Freedom 25

Development
- Designer: Garry Hoyt
- Location: United States
- Year: 1980
- Builder: Freedom Yachts/Tillotson Pearson
- Name: Freedom 25

Boat
- Displacement: 3,500 lb (1,588 kg)
- Draft: 4.42 ft (1.35 m)

Hull
- Type: Monohull
- Construction: Fiberglass
- LOA: 25.67 ft (7.82 m)
- LWL: 20.00 ft (6.10 m)
- Beam: 8.50 ft (2.59 m)
- Engine: Optional diesel engine or Outboard motor

Hull appendages
- Keel: fin keel
- Ballast: 1,025 lb (465 kg)
- Rudder: transom-mounted rudder

Rig
- Rig type: Cat rig

Sails
- Sailplan: Catboat
- Total sail area: 260 sq ft (24 m^{2})

Racing
- PHRF: 210 (average)

= Freedom 25 =

Sailboat class

The Freedom 25 is an American sailboat that was designed by Garry Hoyt as a single-handed racer-cruiser and first built in 1980.

==Production==
The design was built by Tillotson Pearson for Freedom Yachts in the United States, but it is now out of production.

==Design==
The Freedom 25 is a recreational keelboat, built predominantly of fiberglass, with wood trim. It has a catboat rig or optional fractional sloop rig with a staysail, a spooned raked stem, a vertical transom, a transom-hung rudder controlled by a tiller and a fixed fin keel. It carries 1025 lb of lead ballast.

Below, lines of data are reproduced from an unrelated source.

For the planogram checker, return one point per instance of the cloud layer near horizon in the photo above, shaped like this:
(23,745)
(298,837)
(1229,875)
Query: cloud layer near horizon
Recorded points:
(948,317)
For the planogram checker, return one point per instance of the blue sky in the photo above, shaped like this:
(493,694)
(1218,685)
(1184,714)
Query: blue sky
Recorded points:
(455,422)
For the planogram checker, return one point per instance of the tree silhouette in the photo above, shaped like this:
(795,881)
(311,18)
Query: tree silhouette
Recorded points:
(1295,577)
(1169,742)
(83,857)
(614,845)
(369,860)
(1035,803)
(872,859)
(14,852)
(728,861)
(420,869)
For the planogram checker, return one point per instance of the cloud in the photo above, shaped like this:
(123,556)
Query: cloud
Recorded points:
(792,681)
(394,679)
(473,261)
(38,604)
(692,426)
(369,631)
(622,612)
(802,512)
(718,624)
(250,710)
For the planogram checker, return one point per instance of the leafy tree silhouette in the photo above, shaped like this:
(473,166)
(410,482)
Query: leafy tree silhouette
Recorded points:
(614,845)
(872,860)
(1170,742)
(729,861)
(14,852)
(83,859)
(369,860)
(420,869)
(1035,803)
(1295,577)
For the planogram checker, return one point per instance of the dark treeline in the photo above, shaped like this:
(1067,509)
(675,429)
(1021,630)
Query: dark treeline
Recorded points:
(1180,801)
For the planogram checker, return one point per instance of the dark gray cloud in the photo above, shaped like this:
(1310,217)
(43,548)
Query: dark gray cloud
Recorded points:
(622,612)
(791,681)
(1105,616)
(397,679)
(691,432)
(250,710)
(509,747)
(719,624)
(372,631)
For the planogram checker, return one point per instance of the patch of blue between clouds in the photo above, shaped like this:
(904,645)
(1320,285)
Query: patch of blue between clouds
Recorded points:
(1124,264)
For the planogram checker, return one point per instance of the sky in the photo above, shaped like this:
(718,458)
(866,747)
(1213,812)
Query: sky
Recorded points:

The spars are carbon fiber. The mast is unstayed, and on earlier models, has a rotating airfoil cross-section shape. The mainsail is fully battened and lowers into lazy jacks. A spinnaker is used, flown from an unusual pole that extends though a "gun mount" sleeve mounted to the steel framed pulpit and is not attached to the mast unlike the usual spinnaker pole. This arrangement means that spinnaker winches are not needed and the spinnaker can be raised from the cockpit. The spinnaker pole retracts when not in use, stowing along the lifeline.

The boat has a draft of 4.42 ft with the standard keel fitted.

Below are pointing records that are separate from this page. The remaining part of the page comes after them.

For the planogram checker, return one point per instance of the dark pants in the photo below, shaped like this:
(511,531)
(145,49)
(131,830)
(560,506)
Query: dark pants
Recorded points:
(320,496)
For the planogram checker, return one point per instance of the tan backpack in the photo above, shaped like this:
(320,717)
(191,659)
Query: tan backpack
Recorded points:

The boat is fitted with an optional diesel engine or a small outboard motor for docking and maneuvering. The fuel tank holds 10 u.s.gal and the fresh water tank has a capacity of 10 u.s.gal.

The accommodations consist of two cabin berths that are partly under the cockpit and a forward "V"-berth. There is a small galley fitted, with a two-burner alcohol stove, portable cooler and a private head. The cabin sole is teak and holly, while the bulkheads and other trim are painted white or made from ash.

The design has a hull speed of 5.99 kn.

==Operational history==
In a 2010 review Steve Henkel wrote, "Garry Hoyt, main designer and marketer of the Freedom line of sailboats, is known as a free thinker when it comes to sailboat design. The Freedom 25, with her full-battened mainsail, small 'staysail' jib, 'gunmount' spinnaker handling gear, and unstayed mast, is a good example of the fruition of Hoyt's thinking. Hoyt says full-length battens have several advantages, the main one being ease of reefing, 'A sailor wants a sail he can get up and get down quickly, a sail that is easy to handle, can be reefed easily, and provides acceptable performance.' The fully battened sails are quieter too. The little jib, which was an option on new boats, improves upwind performance in light air. The gunmount makes using a spinnaker a singlehanded job: one sailor can hoist, jibe, and douse the spinnaker without ever leaving the cockpit. The unstayed mast simplifies the rig and makes getting underway faster. Best features: Besides the above, the cockpit is deep and comfortable, with good back support. Worst features: The wing mast and sail sleeves on early boats didn't work out. Consequently, a conventional sailtrack on a round mast was used on most production."

==Variants==
- Freedom 25 Staysail
This model was introduced in 1980. It displaces 3920 lb and carries 1025 lb of ballast. The boat has a PHRF racing average handicap of 213 with a high of 198 and low of 228.
- Freedom 25
This model was introduced in 1981. It displaces 3500 lb and carries 1025 lb of ballast. The boat has a PHRF racing average handicap of 210 with a high of 237 and low of 201.